James Allan Johnstone Cash, F.R.P.S, F.I.B.P, was born in 1902 in Bucklow, Cheshire and died in 1974.
Table of Contents
- 1 Biography
- 2 Photography
- 2.1 Following The Tyne: Mouth to Watersmeet. An original article from the Geographical Magazine, 1948.
- 2.2 Living On My Camera - Ten Years Of Free-Lancing
- 2.3 Snowfields of The Dolomites. An original article from the Geographical Magazine, 1960.
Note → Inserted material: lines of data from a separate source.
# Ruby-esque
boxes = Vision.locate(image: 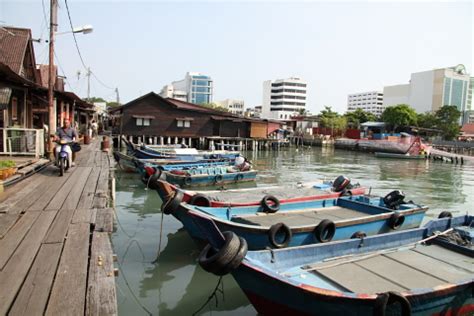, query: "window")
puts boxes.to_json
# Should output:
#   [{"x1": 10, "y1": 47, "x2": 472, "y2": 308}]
[
  {"x1": 176, "y1": 120, "x2": 191, "y2": 128},
  {"x1": 136, "y1": 117, "x2": 151, "y2": 126}
]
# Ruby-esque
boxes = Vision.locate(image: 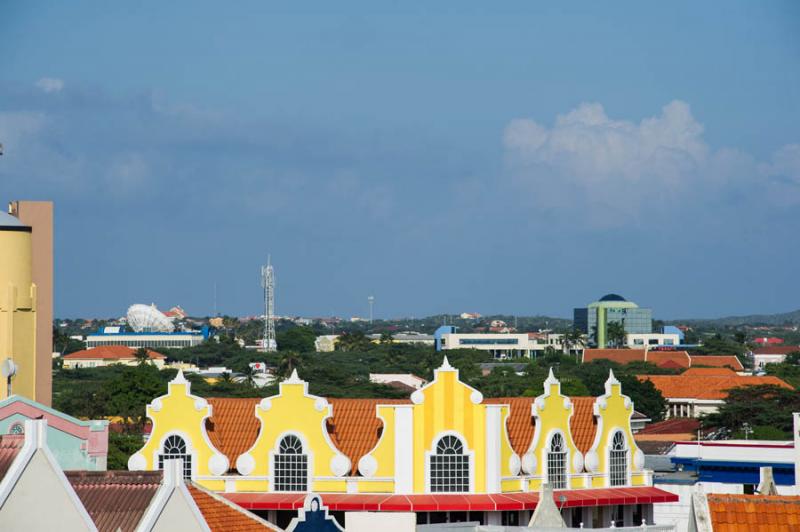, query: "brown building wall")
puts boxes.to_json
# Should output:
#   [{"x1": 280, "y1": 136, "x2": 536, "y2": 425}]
[{"x1": 9, "y1": 201, "x2": 53, "y2": 406}]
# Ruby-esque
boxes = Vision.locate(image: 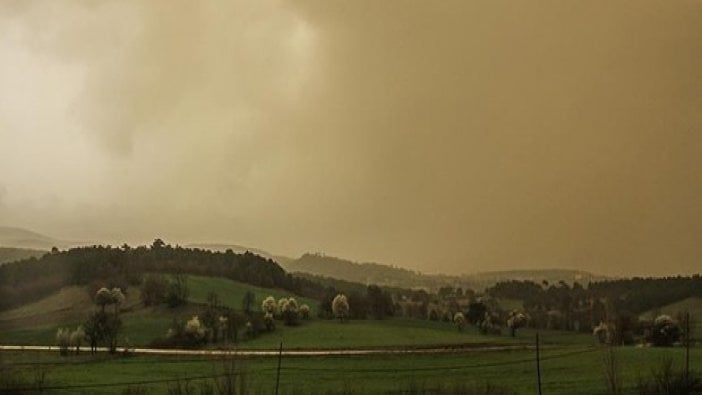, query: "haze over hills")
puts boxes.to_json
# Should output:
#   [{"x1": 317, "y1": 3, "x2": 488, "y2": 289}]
[
  {"x1": 0, "y1": 227, "x2": 609, "y2": 290},
  {"x1": 0, "y1": 226, "x2": 72, "y2": 251},
  {"x1": 281, "y1": 254, "x2": 610, "y2": 290},
  {"x1": 0, "y1": 247, "x2": 46, "y2": 265}
]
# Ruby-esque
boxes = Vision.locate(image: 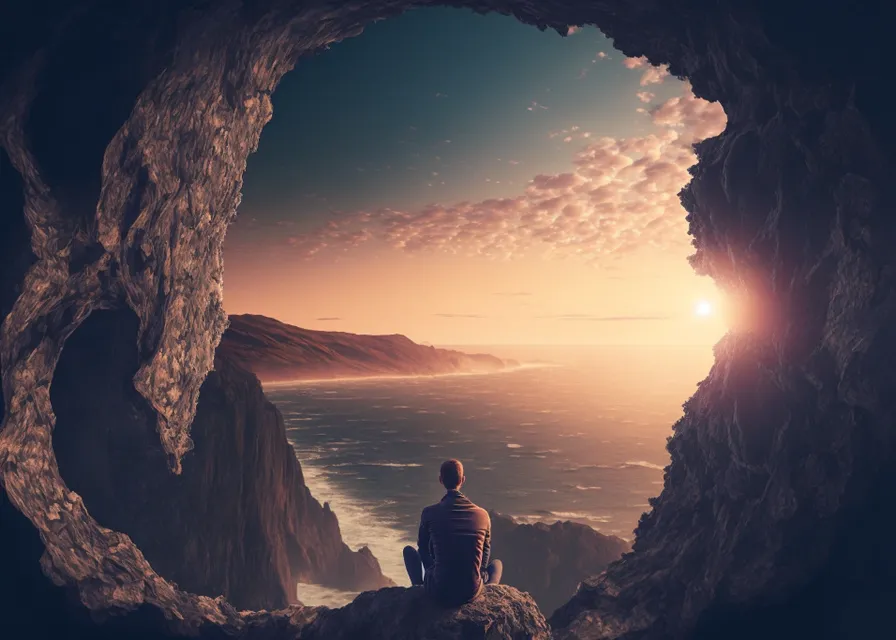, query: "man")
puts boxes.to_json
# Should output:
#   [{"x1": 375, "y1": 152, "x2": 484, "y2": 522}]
[{"x1": 404, "y1": 460, "x2": 503, "y2": 607}]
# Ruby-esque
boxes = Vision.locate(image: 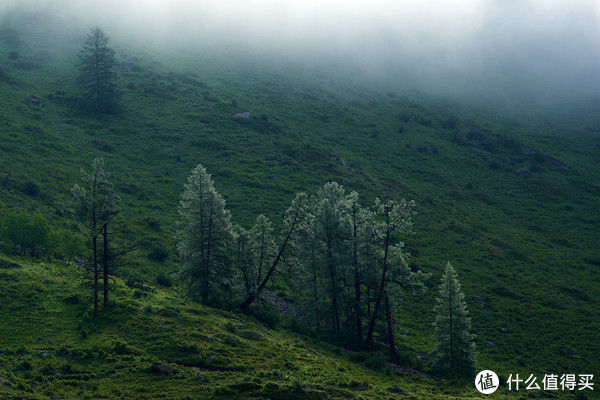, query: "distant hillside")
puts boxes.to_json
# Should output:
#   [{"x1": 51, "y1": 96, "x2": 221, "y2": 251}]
[{"x1": 0, "y1": 12, "x2": 600, "y2": 398}]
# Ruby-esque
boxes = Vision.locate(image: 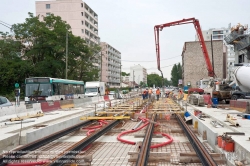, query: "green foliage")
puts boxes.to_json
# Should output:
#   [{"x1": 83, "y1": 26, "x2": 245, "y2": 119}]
[
  {"x1": 171, "y1": 63, "x2": 182, "y2": 86},
  {"x1": 147, "y1": 74, "x2": 163, "y2": 87},
  {"x1": 122, "y1": 72, "x2": 130, "y2": 76},
  {"x1": 0, "y1": 58, "x2": 32, "y2": 96},
  {"x1": 0, "y1": 13, "x2": 100, "y2": 98}
]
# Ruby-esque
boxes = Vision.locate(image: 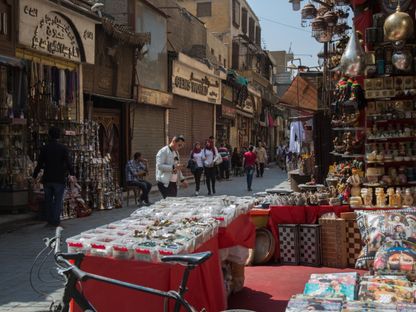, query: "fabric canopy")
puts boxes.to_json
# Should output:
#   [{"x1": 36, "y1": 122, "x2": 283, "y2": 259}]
[{"x1": 280, "y1": 76, "x2": 318, "y2": 111}]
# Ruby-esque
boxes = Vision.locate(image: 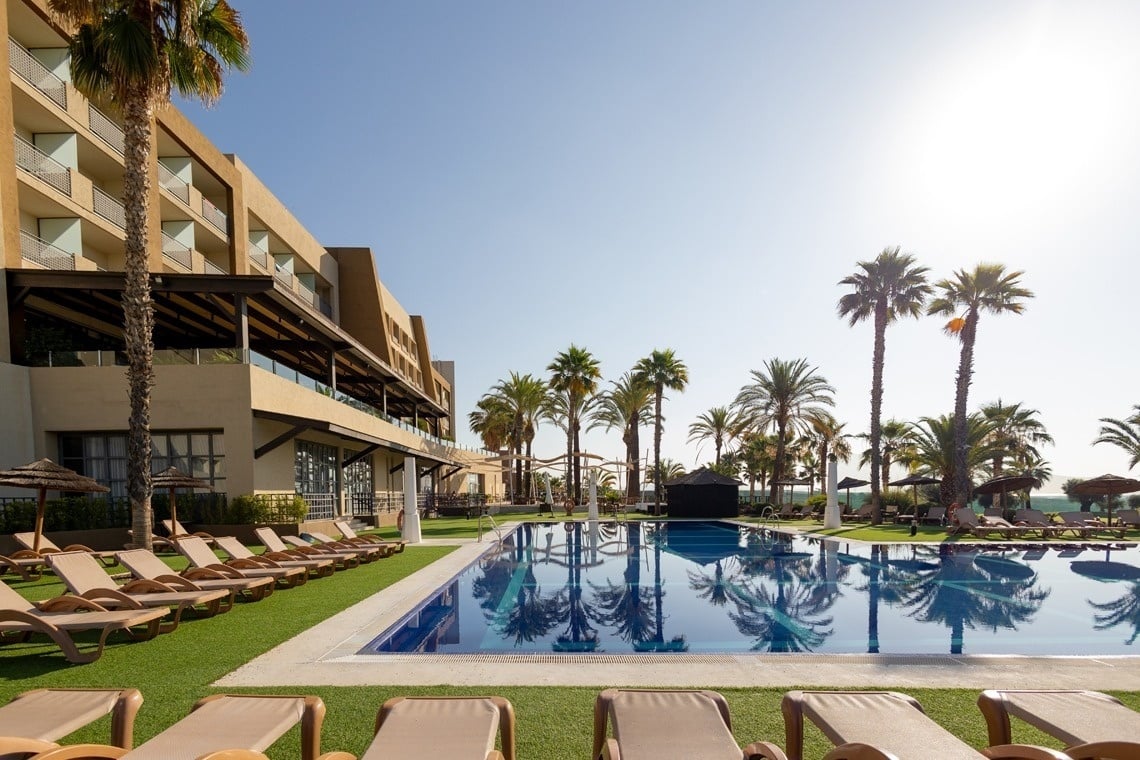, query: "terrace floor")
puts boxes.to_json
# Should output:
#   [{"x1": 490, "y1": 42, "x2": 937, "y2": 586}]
[{"x1": 215, "y1": 524, "x2": 1140, "y2": 690}]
- 2.4 Photography with a Leica
- 2.5 The River Wye
- 2.6 How to Make Your Own Enlargements
- 2.7 The Pageant of London in Colour
- 2.8 The English Countryside in Colour
- 2.9 The English Countryside in Colour / a Collection of ... Photographs by J. Allan Cash and A. F. Kersting. with an Introductory Text and Notes on the Illustrations by G. W. Stonier
- 2.10 Photography on A Small Income
Biography
Cash was a radio engineer before becoming a photographer and writer. Having had a adore for travelling before he was young, at 23 years antiquated he moved to Canada to work for the Northern Electric Company’s broadcasting station. Cash travelled throughout the 1930s, taking photographs bearing in mind his Leica camera. He married Betty, another photographer and traveller, in 1939 and together they owned a gallery in Camden Town which specialised in travel photographs.
Photography
Cash’s photographic endeavours gain him to found the Hampstead Photographic Society in 1937 and from 1944 to 1945 was its president. He later served as a photographer in the army during World War II. In the 1960s he became a founding member of the British Guild of Travel Writers along with Anthony F. Kersting who he collaborated with on a folder of photographs.
An exhibition of his photographs ‘Camera Globe Trotter’ toured the UK in 1975-6, starting at the Society House of the Royal Photographic Society, and visiting Woburn Abbey and The Grand Hotel, Brighton.